А вот здесь меня, возвращающегося запоздало от друга, который оставался проживать в подвале нашего довоенного дома, остановил русский полицай и велел бежать домой дворами - наступил, оказывается, комендантский час. Я знал, что с попавшимися в это время жителями оккупированного города немцы не церемонятся, но удлинившийся майский день ввел меня в заблуждение. Я, как и посоветовал «наш» полицай, торопливо шел проходными дворами, оглядываясь и прислушиваясь, но в одном месте был замечен жандармами, когда перебегал улицу. Жандармы эти вселяли страх не только детям, не только взрослым гражданам города, да и, пожалуй, обычным немецким военнослужащим. Они всегда ходили вдвоем, четко отбивая шаг, глядя прямо перед собой мертвенным, белесо-голубым взглядом героев картин, тогда еще не родившегося русского художника Васильева, на груди у них висели большие бляхи, почему-то пугавшие мальчишек даже больше, чем неестественный размеренный шаг, огромный рост и вороненые стволы автоматов. И вот впервые я стал свидетелем того, что с размеренного неторопливого шага жандармы перешли на бег - они бросились в погоню за появившимся в поле их зрения ребенком. В вечерней тишине тяжелый топот кованых сапог разносился по всем прилегающим улочкам, пугая затаившихся за окнами людей, а мальчишка, отлично знавший все ходы и переходы, заставлял разъярившихся громил забегать в темные дворы, протискиваться между тесно стоящими стенами, перелезать через заборы. Но полевая жандармерия – гордость вермахта! Откормленные здоровые мужики в тяжелом обмундировании не отставали, изощренным слухом улавливали - и всегда верно! - легкий шаг убегавшего от них ребенка и не отказывались от намерения настигнуть его. А мальчишка полумертвый, несомненно, от страха, все уходил, уходил, хотя находился уже где-то совсем близко. Жандармы без слов понимали друг друга, маневры их были отработаны, тактика эффективна. И порой они даже слышали уже дыхание беглеца, его испуганное повизгивание…
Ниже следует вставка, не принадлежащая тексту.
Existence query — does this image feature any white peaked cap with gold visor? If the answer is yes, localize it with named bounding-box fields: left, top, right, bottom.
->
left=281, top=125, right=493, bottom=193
Славная была охота! Вот только дичь не удалось подстрелить…
Pfeffer вам в Arshloch, Кованые Сапоги! Я и не помышлял взвизгивать от страха! Я завел преследователей в тупичок, сам пролез через хорошо известное мне маленькое окошко в подвал соседнего дома, оттуда выбрался на крышу и спрыгнул на землю совсем в другом переулке, куда вы, которые теперь с перцем в жопе, и днем не доберетесь!
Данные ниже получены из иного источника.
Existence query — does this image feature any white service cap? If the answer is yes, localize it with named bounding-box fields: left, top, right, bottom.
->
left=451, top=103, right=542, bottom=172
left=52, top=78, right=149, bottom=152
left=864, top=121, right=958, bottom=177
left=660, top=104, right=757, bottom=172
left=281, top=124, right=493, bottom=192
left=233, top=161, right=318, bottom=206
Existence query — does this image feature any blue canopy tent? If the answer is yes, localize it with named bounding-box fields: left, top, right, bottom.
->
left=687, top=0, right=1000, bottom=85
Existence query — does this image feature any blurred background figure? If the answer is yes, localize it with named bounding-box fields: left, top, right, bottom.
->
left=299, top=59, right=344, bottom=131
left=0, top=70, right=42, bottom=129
…Я долго не понимал этих властителей комендантского часа, которым разрешено убивать, считал их случайным, чуждым человечеству и давно отторгнутым явлением, покуда совсем недавно, уже в Двадцать Первом веке, не посетил в Ингушетии лагерь беженцев из Чечни. Там меня поразило произошедшее накануне моего посещения событие, о котором плача рассказывала девочка лет пятнадцати. Вечером, когда мать пошла к живущим за плетнем соседям, кто-то бросил камешек в окно. Двое ее братьев, одному из которых было двенадцать, другому восемь лет, решив, что вернулся пропавший год назад отец, выбежали во двор, и, открыв ворота, шагнули на улицу. Раздались две автоматные очереди и девочка, оставшаяся во дворе, услышала веселый голос солдата:
- Вы же знаете, что после комендантского часа появляться на улице нельзя! – и веселая компания погуляла дальше.
Мать умерла от разрыва сердца в тот же час, а девочка, по совету соседей, убежала в Ингушетию - ее, как свидетельницу, могли убить в ближайшую же ночь.
Вот что такое комендантский час, а вы думали это стальные жандармские бляхи?